12 Soweit die Revisionswerber darauf verweisen, dass sie "korrekte" Einwendungen im Sinn von § 26 Abs. 3 lit. a TBO 2011 hinsichtlich Lärm und Immissionsschutz erhoben hätten und ihnen daher entgegen der Ansicht des Verwaltungsgerichts Parteistellung im vorliegenden Bauverfahren zukomme, ist festzuhalten, dass in der Eingabe der Revisionswerber vom 12. November 2015 unter Punkt 8. mit der schlagwortartigen Bezugnahme auf "Grenzbebauung" zu Nachbarn P (Lärm und Immissionsschutz") keine entsprechend konkretisierte Einwendung der Verletzung eines subjektivöffentlichen Rechtes erfolgte und daher insofern Präklusion eingetreten ist (vgl. betreffend pauschale Einwendungen im Zusammenhang mit Erfordernissen des Brandschutzes VwGH 24.10.2017, Ro 2014/06/0067 und 0069; 2.11.2016, 2013/06/0206; betreffend Einwendungen im Zusammenhang mit Immissionen siehe VwGH 13.12.2016, Ra 2016/05/0107; 24.10.2002, 2000/06/0142).
13 Die Revision legt in der allein maßgeblichen Zulässigkeitsbegründung auch nicht nachvollziehbar dar, dass im Schriftsatz der Revisionswerber vom 12. November 2015 unter anderen Gesichtspunkten taugliche Einwendungen im Sinn von § 26 Abs. 3 TBO 2011 erhoben worden wären. Inwiefern das Verwaltungsgericht in der angefochtenen Entscheidung von bereits bestehenden Leitlinien der Judikatur des Verwaltungsgerichtshofes abgewichen wäre, ist folglich auf dem Boden der vorliegenden Revision nicht ersichtlich.
14 Aus den dargelegten Erwägungen erweist sich die Revision somit wegen Nichtvorliegen der Voraussetzungen des Art. 133 Abs. 4 B-VG als nicht zur Behandlung geeignet. Sie war daher gemäß § 34 Abs. 1 und Abs. 3 VwGG ohne weiteres Verfahren in nichtöffentlicher Sitzung zurückzuweisen.
15 Die Kostenentscheidung stützt sich auf die §§ 47 ff VwGG sowie auf die VwGH-Aufwandersatzverordnung 2014, BGBl.
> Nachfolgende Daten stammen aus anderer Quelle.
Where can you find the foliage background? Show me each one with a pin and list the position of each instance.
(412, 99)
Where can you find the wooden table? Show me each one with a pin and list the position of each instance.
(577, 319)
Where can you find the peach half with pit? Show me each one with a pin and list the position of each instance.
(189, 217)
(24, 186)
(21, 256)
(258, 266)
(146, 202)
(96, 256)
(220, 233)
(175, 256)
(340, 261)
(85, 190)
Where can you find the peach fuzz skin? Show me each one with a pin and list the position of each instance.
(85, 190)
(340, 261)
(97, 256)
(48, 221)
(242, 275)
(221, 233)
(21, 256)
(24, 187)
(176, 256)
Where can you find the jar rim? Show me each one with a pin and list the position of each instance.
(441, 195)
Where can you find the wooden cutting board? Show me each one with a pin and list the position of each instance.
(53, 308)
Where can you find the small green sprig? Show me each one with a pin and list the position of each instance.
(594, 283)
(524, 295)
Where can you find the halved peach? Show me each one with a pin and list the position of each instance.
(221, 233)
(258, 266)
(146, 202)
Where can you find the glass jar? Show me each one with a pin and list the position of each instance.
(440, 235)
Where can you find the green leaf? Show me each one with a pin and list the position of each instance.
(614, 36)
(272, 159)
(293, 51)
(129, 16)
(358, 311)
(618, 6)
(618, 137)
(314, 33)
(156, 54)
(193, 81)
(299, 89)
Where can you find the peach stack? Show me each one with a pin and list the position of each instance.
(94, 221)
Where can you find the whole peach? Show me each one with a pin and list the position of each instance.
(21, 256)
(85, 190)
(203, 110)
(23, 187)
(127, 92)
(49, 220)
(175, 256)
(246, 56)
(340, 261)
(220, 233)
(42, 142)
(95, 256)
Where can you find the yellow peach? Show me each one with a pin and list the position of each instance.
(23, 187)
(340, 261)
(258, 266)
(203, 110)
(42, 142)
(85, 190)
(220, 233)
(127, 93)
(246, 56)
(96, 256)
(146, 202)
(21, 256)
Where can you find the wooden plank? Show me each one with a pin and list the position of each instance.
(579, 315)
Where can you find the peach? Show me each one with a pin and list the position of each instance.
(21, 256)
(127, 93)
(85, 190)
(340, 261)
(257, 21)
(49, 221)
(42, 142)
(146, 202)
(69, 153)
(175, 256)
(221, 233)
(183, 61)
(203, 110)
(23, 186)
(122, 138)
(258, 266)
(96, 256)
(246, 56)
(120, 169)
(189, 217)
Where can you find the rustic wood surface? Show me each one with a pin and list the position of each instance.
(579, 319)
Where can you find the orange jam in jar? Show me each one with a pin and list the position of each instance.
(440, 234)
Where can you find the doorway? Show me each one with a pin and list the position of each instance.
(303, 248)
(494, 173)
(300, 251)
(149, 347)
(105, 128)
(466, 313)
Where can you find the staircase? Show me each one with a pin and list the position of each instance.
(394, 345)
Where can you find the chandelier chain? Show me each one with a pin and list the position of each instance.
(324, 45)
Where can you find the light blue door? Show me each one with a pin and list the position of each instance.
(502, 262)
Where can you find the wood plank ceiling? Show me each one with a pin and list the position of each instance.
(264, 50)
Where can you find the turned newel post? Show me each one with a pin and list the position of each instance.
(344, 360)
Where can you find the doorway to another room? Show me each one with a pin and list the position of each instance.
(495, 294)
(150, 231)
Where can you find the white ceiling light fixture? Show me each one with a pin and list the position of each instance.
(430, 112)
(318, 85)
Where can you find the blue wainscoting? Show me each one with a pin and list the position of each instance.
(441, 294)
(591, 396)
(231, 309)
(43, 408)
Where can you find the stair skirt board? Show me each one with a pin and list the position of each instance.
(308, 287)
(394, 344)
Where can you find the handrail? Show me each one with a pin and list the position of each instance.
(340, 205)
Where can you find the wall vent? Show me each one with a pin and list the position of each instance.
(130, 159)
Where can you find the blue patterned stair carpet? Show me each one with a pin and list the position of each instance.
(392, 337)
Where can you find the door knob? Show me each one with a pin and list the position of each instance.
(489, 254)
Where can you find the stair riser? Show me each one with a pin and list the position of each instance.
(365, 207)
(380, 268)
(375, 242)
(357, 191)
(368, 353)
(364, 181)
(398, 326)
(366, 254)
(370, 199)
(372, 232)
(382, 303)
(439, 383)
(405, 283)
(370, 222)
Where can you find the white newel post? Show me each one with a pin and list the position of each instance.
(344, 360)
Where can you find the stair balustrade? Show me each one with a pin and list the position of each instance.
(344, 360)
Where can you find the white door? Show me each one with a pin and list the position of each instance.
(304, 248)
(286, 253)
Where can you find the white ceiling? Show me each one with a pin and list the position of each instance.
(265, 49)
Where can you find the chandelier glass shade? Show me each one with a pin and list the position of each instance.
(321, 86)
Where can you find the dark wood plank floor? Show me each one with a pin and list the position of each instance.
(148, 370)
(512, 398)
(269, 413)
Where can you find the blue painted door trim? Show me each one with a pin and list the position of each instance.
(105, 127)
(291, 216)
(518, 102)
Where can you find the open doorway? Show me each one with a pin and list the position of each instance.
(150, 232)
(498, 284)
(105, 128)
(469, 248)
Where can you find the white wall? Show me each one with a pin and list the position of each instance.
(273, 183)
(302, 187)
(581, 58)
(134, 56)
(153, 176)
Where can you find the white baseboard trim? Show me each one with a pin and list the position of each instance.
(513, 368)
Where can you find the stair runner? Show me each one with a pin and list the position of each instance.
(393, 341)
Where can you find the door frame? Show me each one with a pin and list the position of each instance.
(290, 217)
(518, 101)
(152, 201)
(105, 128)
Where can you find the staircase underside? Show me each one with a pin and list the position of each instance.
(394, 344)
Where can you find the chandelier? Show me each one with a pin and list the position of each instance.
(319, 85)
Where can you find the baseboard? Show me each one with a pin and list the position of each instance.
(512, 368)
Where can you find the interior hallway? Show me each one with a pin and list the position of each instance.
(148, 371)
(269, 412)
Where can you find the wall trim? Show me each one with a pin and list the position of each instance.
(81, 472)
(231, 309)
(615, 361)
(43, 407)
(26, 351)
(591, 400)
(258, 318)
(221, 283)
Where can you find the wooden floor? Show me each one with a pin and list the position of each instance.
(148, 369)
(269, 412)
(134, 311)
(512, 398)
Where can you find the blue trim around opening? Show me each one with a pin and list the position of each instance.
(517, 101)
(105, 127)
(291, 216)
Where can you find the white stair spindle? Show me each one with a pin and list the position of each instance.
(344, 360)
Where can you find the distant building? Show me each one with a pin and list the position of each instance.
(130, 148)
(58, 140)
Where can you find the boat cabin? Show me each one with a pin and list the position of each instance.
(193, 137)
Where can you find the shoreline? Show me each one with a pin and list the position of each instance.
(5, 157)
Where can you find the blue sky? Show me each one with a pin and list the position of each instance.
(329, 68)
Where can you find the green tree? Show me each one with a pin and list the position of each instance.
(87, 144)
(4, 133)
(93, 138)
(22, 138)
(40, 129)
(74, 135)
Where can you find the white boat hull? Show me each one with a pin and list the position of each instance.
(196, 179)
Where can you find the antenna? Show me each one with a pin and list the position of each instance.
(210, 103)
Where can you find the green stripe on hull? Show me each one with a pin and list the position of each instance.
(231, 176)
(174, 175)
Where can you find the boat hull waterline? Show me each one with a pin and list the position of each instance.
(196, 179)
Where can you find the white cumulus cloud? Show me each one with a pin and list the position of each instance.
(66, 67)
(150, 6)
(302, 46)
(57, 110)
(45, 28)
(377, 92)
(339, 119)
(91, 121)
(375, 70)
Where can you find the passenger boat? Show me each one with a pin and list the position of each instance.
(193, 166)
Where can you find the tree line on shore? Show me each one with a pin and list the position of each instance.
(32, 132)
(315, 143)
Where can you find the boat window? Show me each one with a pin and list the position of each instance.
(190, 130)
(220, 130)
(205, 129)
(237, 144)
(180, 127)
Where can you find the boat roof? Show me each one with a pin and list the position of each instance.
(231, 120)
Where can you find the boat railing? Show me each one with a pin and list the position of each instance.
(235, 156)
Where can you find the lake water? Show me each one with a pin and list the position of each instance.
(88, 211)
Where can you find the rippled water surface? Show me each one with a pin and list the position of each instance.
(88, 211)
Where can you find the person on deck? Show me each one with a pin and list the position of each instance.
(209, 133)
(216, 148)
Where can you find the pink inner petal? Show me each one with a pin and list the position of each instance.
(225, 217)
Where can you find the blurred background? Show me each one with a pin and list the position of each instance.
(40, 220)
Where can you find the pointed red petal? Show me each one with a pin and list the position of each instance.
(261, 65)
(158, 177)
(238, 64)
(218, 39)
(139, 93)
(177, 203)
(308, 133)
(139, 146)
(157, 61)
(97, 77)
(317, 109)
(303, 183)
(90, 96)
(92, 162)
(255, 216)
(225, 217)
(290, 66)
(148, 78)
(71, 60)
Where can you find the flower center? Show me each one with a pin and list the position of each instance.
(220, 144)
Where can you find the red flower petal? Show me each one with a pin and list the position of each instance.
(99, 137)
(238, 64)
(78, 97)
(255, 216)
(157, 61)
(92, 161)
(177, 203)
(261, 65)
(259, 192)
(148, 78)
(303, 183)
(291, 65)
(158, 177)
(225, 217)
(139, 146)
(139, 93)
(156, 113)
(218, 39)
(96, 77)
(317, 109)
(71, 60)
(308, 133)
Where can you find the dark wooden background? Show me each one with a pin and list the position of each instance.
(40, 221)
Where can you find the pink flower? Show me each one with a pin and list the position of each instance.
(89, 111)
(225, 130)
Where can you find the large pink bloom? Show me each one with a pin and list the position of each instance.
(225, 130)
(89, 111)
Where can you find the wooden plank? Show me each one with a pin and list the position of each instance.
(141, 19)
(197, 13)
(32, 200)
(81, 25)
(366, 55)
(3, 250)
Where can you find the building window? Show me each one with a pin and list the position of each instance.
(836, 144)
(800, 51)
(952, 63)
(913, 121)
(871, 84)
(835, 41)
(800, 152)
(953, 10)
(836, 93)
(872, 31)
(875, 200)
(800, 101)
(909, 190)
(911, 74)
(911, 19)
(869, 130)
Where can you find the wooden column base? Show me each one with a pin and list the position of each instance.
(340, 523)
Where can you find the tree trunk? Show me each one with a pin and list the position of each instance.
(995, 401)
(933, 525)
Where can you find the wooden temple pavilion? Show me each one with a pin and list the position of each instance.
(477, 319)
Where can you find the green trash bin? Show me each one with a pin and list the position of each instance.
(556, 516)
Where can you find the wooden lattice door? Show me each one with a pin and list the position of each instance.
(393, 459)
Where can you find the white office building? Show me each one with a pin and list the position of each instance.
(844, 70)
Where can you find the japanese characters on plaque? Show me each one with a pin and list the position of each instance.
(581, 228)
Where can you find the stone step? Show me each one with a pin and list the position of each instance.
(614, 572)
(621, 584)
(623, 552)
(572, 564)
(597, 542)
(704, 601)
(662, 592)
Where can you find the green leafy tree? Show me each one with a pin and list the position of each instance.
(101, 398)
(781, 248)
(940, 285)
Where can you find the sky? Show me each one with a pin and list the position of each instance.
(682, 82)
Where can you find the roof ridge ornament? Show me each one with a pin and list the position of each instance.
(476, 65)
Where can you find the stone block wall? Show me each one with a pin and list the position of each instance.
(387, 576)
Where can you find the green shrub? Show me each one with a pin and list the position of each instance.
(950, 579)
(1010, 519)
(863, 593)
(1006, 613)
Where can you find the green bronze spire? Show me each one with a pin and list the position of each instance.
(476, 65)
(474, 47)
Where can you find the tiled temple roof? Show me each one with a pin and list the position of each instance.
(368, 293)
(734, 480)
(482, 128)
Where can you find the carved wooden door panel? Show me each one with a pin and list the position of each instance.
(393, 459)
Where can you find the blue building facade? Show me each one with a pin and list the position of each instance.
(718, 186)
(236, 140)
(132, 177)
II Nr. 518/2013. Das den festgesetzten Pauschalbetrag überschreitende Mehrbegehren der vor dem Verwaltungsgericht belangten Behörde war abzuweisen. Der mitbeteiligten Partei war Kostenersatz in der beantragten Höhe zuzusprechen. In diesem Zusammenhang ist darauf hinzuweisen, dass Umsatzsteuer neben dem Ersatz für Schriftsatzaufwand und dem Ersatz für die entrichtete Pauschalgebühr nicht gesondert zuzusprechen ist, weil über die in der Verordnung festgesetzten Pauschalbeträge hinausgehend ein weiterer Ersatz von Umsatzsteuer nicht vorgesehen ist.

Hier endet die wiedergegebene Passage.